0

An old system that I can't reach source code is inserting data to a huge table (over millions record've already been inserted.). Select command exceeds tolerance time. So if it is possible, I want to catch new records and send them to new MQ mechanism. So I can process them from the queue easily.

People suggest me to use "Change data capture" or "SQL Triggers". But I don't think that it could handle frequently added rows (maybe 1k new records for five minutes.).

What do you suggest me about this situation?

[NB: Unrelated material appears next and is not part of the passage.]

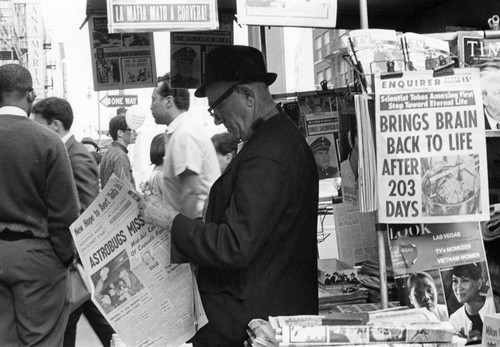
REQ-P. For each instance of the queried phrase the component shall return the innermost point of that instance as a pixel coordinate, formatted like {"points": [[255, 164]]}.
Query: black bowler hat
{"points": [[234, 63], [320, 144]]}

(SQL Server 2016 - C# consumer)

Thanks in advice!

user3565914
  • 51
  • 1
  • 9
  • 2
    Millions / 300k rows per day is really not all that big in real terms. Since you seem to have access to the RDBMS, would simply adding indexing or partitioning aligned to the select query's needs help? And maybe a scheduled job that purges and/or moves older data? – Marc Gravell Feb 22 '20 at 07:59
  • You do not trust the suggested solutions you already got. Why do you want to trust our suggestions? – Sir Rufo Feb 22 '20 at 08:00
  • 1
    1k rows per minute are not frequent. And it technologies like triggers or CDC could not handle that they would be useless. Utterly totally useless. You literally ask which car can go more than 20km/h, that low are your requirements. – TomTom Feb 22 '20 at 08:08
  • @SirRufo Because there are too many alternative perspectives that may solve much better. Somestimes people look from their window but you are maybe lookin from front and you don't see back garden and its awesome view. – user3565914 Feb 22 '20 at 09:26
  • Also i tried enable CDC on table but it took too long so i canceled it. But now i'll research about it more and now i know that i won't waste my time for nothing. Thanks all! – user3565914 Feb 22 '20 at 09:28

1 Answers1

1

Solution 1: Use better indexing

I can think of another way, to create an index and poll the table from your code, always keeping the last id you have processed (in some persistent way, so that you can access it even if your application fails).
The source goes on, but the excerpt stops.